The day I met you—the one who accepted me when I had nothing—was the day I truly started to live and breathe.
I was just another drifter. Without even enough money for shoes, I picked through garbage dumps barefoot. Glass shards would pierce my soles, but I barely felt the pain anymore.
There wasn’t time to dwell on pain. Survival mattered more.
I scavenged trash heaps for scrap metal to sell to junk dealers and survived by begging on bare pavement without even a sheet of newspaper to sit on.
The world must be full of color, but all I could see was gray.
Spring came, bringing life. Winter arrived, taking everything away. That never changed.
Living in that gray world, I’d sometimes wonder:
What am I living for? Is there any meaning to this? Should I even… be alive?
But despite those thoughts, I kept going.
I didn’t know why back then. Looking back now, maybe it was so I could meet him.
That day, I was searching through the dump again with my battered feet, trying to find something useful to survive the winter.
My hand caught on a discarded piece of glass. The sting rushed in sharp and sudden, but the cut wasn’t deep, so I ignored it and kept digging through the trash.
Soon after, I found an old television that looked like it’d fetch a decent price. This would bring in some real money. I’d just picked it up, joy flickering in my chest as I started to walk away, when—
A voice stopped me.
“Hey, you. Look over here.”
Sharp as that piece of glass. I stopped, feet itching to run, and slowly turned my head. A group stood there staring at me, vile smiles on their faces. Each one held a weapon.

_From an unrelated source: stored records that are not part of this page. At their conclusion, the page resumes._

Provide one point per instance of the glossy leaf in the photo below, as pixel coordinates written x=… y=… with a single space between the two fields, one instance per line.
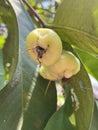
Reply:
x=21 y=97
x=94 y=125
x=61 y=119
x=76 y=22
x=9 y=46
x=90 y=62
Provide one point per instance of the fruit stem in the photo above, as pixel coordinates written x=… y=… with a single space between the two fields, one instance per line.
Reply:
x=35 y=13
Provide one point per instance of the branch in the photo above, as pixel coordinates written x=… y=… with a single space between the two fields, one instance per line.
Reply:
x=35 y=13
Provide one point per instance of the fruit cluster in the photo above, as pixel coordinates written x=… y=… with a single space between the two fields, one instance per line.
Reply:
x=44 y=46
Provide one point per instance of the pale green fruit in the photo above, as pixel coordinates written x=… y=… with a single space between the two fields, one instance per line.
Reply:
x=47 y=74
x=66 y=66
x=44 y=46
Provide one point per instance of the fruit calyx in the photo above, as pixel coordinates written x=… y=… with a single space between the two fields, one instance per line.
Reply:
x=40 y=51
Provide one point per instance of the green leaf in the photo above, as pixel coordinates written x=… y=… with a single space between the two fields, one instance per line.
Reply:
x=82 y=94
x=76 y=23
x=61 y=119
x=41 y=106
x=89 y=61
x=94 y=125
x=8 y=42
x=21 y=99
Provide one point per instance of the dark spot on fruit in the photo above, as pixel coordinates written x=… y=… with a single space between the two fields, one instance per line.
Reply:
x=64 y=79
x=40 y=51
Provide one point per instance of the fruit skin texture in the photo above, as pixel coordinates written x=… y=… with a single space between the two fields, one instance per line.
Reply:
x=47 y=41
x=66 y=66
x=47 y=74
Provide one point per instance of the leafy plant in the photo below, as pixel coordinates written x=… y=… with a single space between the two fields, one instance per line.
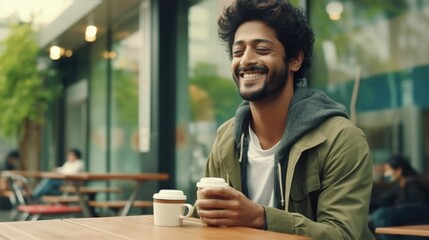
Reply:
x=27 y=87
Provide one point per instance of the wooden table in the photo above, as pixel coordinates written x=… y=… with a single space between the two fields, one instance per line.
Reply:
x=130 y=227
x=78 y=180
x=415 y=230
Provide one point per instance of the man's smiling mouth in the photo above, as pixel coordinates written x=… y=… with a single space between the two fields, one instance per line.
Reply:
x=251 y=75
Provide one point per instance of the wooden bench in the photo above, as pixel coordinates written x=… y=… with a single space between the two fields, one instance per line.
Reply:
x=60 y=199
x=119 y=204
x=90 y=190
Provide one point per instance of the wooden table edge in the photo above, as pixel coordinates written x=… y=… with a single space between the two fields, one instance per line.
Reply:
x=403 y=230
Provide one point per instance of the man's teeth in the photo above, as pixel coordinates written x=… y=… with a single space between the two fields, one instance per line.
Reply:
x=251 y=75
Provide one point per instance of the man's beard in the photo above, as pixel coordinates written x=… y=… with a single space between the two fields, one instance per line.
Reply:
x=272 y=86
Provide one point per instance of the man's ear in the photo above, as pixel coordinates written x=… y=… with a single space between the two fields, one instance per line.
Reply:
x=295 y=63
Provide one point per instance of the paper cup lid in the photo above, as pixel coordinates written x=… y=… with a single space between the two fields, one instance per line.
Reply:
x=211 y=182
x=170 y=194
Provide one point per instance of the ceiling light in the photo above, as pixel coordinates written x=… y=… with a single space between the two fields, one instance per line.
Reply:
x=334 y=10
x=91 y=33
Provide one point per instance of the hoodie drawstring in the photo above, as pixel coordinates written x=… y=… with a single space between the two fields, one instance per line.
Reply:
x=241 y=148
x=279 y=176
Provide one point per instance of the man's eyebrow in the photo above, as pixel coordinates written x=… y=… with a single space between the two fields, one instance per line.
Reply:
x=241 y=42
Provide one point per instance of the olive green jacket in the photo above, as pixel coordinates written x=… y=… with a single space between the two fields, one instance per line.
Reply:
x=328 y=181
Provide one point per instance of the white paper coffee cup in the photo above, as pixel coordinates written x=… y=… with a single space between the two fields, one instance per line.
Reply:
x=169 y=207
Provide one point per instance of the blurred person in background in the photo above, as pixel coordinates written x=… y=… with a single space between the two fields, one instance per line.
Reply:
x=73 y=165
x=406 y=203
x=11 y=161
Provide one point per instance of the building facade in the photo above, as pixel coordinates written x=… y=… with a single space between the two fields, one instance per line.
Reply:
x=148 y=94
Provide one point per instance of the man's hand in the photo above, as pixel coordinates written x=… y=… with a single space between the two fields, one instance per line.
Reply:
x=229 y=207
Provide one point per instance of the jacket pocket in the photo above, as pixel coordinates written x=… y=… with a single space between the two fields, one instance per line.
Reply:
x=311 y=183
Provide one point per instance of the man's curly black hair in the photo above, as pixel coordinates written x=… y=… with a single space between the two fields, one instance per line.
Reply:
x=288 y=22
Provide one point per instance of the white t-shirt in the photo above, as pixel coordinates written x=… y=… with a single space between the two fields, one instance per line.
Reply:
x=71 y=167
x=260 y=171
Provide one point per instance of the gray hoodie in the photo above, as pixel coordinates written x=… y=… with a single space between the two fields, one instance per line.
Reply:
x=309 y=108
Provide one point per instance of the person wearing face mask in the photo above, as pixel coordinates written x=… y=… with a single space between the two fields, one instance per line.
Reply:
x=406 y=203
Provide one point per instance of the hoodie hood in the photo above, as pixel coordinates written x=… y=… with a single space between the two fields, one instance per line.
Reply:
x=308 y=109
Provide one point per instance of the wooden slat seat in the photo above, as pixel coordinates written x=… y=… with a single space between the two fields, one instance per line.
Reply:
x=60 y=199
x=89 y=190
x=119 y=204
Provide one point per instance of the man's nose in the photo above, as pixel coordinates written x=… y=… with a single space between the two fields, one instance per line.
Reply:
x=248 y=58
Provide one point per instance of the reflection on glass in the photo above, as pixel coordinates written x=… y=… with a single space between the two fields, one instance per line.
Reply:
x=212 y=94
x=386 y=41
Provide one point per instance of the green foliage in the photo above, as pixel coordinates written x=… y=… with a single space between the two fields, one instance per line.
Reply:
x=222 y=95
x=25 y=89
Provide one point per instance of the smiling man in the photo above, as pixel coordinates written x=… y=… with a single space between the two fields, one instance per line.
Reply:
x=294 y=162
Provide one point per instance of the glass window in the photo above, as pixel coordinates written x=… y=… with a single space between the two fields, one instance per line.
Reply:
x=376 y=49
x=212 y=94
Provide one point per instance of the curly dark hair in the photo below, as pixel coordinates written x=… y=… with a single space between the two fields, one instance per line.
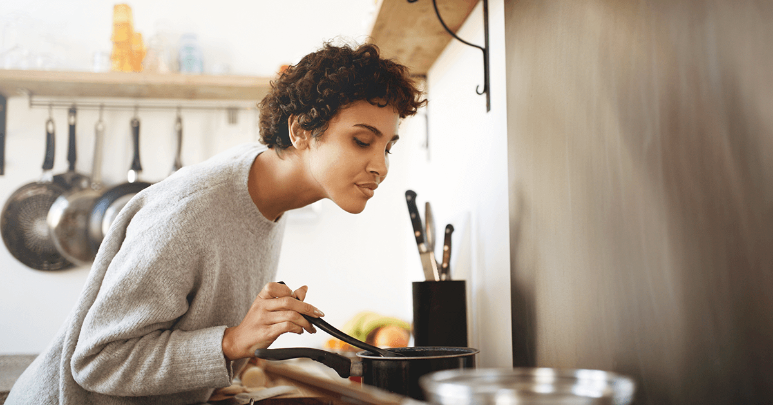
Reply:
x=329 y=79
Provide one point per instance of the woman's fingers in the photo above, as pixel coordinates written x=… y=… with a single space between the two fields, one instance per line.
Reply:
x=276 y=290
x=301 y=293
x=292 y=304
x=279 y=317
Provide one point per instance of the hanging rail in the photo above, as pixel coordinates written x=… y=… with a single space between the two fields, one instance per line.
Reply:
x=485 y=49
x=96 y=105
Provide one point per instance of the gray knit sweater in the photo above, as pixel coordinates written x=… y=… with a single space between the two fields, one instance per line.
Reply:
x=183 y=260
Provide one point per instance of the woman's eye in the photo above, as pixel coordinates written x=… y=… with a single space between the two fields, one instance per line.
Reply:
x=361 y=143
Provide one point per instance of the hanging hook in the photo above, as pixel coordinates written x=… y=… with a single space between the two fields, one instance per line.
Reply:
x=484 y=49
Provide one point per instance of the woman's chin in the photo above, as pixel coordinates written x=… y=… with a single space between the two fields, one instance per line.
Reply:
x=352 y=207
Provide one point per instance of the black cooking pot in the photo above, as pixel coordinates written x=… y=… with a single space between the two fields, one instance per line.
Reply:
x=396 y=374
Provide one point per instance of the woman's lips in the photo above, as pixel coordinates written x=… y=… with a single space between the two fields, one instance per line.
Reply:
x=368 y=189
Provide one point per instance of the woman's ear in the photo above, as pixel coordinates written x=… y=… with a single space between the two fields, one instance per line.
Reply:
x=299 y=137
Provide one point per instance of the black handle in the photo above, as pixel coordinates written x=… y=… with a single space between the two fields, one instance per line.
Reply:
x=418 y=227
x=48 y=162
x=136 y=165
x=340 y=364
x=446 y=266
x=332 y=331
x=72 y=154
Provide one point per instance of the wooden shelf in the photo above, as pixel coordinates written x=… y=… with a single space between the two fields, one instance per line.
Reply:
x=132 y=85
x=411 y=34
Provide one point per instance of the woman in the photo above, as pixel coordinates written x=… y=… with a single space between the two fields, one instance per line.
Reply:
x=169 y=310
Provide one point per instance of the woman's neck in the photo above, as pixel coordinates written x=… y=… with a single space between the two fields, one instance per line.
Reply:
x=279 y=183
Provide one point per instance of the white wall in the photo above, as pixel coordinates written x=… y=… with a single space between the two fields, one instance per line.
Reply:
x=350 y=262
x=465 y=178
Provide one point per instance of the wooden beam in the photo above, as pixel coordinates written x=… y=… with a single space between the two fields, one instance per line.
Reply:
x=411 y=34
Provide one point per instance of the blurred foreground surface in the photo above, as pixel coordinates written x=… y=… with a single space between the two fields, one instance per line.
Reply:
x=641 y=193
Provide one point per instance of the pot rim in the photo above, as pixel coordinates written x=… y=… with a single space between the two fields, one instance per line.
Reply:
x=460 y=352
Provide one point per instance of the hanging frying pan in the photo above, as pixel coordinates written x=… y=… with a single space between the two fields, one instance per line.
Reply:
x=107 y=206
x=23 y=220
x=68 y=218
x=71 y=179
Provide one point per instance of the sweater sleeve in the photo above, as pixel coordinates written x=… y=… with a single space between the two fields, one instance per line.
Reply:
x=128 y=345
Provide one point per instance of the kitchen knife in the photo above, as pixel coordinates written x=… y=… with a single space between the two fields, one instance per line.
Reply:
x=428 y=262
x=429 y=227
x=445 y=268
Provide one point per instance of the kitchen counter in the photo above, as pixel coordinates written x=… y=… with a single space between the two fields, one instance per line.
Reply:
x=314 y=383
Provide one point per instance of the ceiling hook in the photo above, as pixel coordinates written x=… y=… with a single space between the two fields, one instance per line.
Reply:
x=484 y=49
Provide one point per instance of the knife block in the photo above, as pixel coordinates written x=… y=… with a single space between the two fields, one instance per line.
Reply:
x=440 y=313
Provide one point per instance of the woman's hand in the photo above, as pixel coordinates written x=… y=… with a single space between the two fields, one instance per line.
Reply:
x=275 y=311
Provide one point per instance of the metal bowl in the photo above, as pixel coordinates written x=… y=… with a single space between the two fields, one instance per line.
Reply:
x=523 y=386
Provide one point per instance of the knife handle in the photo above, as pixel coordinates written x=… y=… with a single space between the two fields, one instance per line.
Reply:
x=418 y=227
x=445 y=268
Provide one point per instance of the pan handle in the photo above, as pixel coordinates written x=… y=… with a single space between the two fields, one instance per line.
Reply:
x=178 y=127
x=342 y=365
x=72 y=153
x=48 y=162
x=136 y=166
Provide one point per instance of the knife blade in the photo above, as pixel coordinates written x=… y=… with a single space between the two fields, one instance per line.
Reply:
x=445 y=268
x=428 y=262
x=429 y=227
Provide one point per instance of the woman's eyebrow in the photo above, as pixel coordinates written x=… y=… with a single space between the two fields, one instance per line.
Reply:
x=375 y=131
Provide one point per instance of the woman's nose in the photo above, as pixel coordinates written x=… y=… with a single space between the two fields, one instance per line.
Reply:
x=379 y=166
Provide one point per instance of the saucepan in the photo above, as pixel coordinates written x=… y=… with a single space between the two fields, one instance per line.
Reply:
x=527 y=386
x=397 y=370
x=399 y=374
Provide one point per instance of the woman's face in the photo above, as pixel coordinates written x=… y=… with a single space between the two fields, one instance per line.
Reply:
x=351 y=158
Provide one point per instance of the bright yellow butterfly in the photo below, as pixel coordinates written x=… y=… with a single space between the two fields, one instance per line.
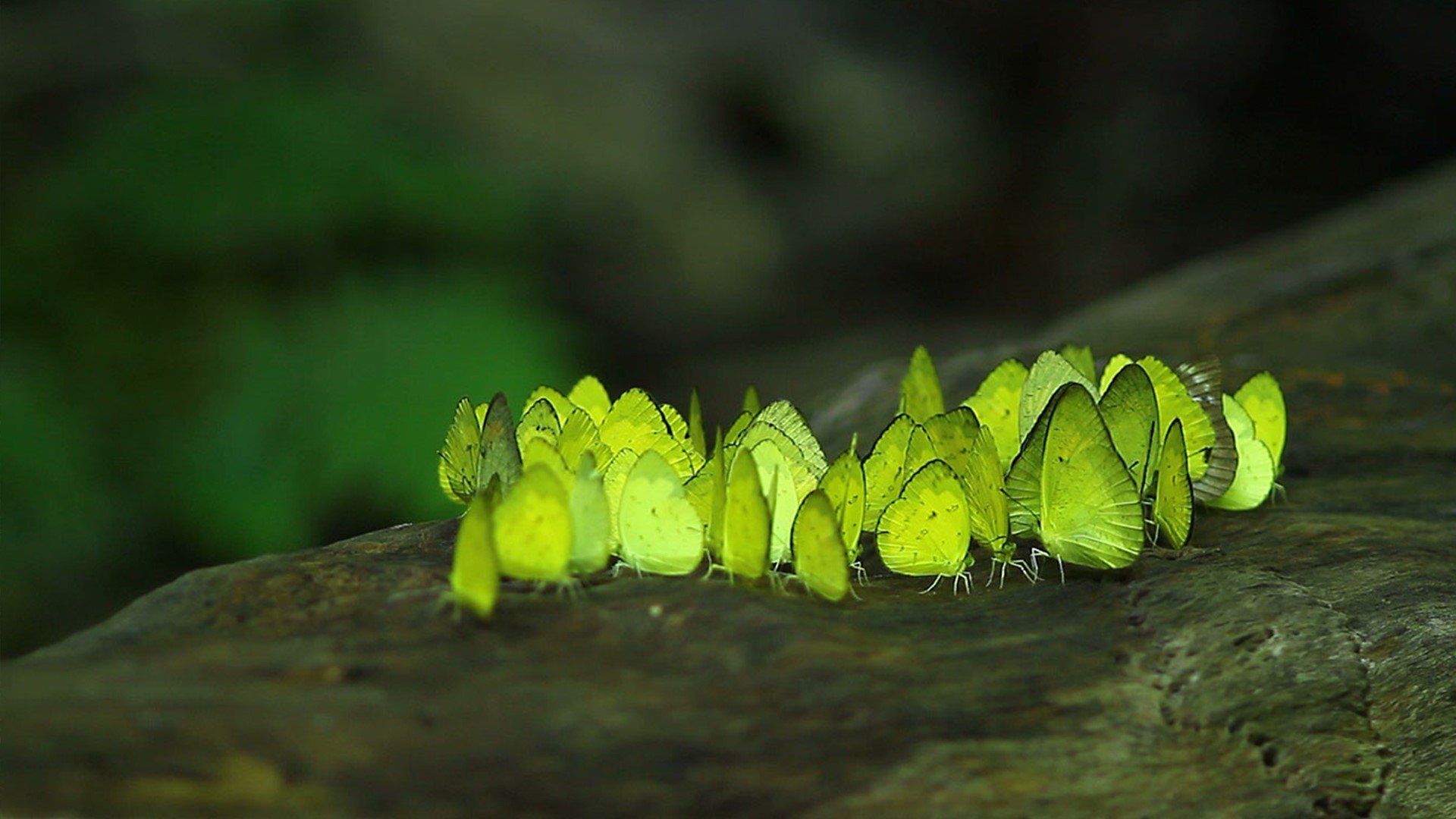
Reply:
x=481 y=444
x=819 y=551
x=660 y=531
x=590 y=395
x=845 y=485
x=928 y=528
x=1071 y=488
x=1256 y=472
x=1047 y=375
x=921 y=394
x=1128 y=406
x=590 y=519
x=533 y=528
x=1264 y=401
x=475 y=576
x=637 y=423
x=1172 y=502
x=746 y=521
x=998 y=406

Old wooden clubs. Rusted pipes. Too young to be called adults. I understood immediately.
I’d been hearing rumors lately—drifters forming gangs, using fear to carve out territory. Looked like I’d gotten unlucky this time.
Before the thought even finished, fists came raining down. The sudden violence slammed me to the ground. My body crackled and thudded under the beating.
To them, I was an insect. And insects? You stomp them flat so they never come crawling back.
When the iron pipe struck my head, my consciousness started slipping. Breathing hurt as boots trampled my stomach.
“I think this bastard passed out.”
One of the young men who’d been kicking me spoke up. I wasn’t unconscious—not really. My eyes were just too hazy to focus.
At his words, the one who seemed to be their leader clicked his tongue and turned away. Losing interest, apparently. I heard footsteps retreating.
Listening to those rough sounds fade, I shifted my gaze toward the sky.
My consciousness was going. Something cold fell across my entire body.
Snow? The year’s first snow, and I’d be greeting it like this. At this rate, I’d surely die.
But apparently, it wasn’t my time yet.
Unfamiliar footsteps approached. At first, I thought someone was just passing by, but the owner of those sounds stopped right in front of me.
“Is it a corpse…?”
A man’s muttering voice scraped against my ears. I waited quietly for him to leave, but instead, the stranger came closer.
“Still alive… Well, if he dies, I can use him for cover.”
With those words, I felt arms embracing me. The first warmth of another person I’d ever felt. My closed eyes opened involuntarily. I lifted my heavy eyelashes.
“Lucky. Looks like I won’t have to deal with a corpse after all.”
The first thing I saw was red eyes. Red like the blood I’d shed. Above them, black hair. Black as the night I saw when my vision closed.
That was the first color I ever saw. For the first time in a life dyed gray, I understood what color was.
Because of this man.
After that thought, I must have lost consciousness.
When I opened my eyes again, I was lying on a bed more comfortable than anything I’d ever known.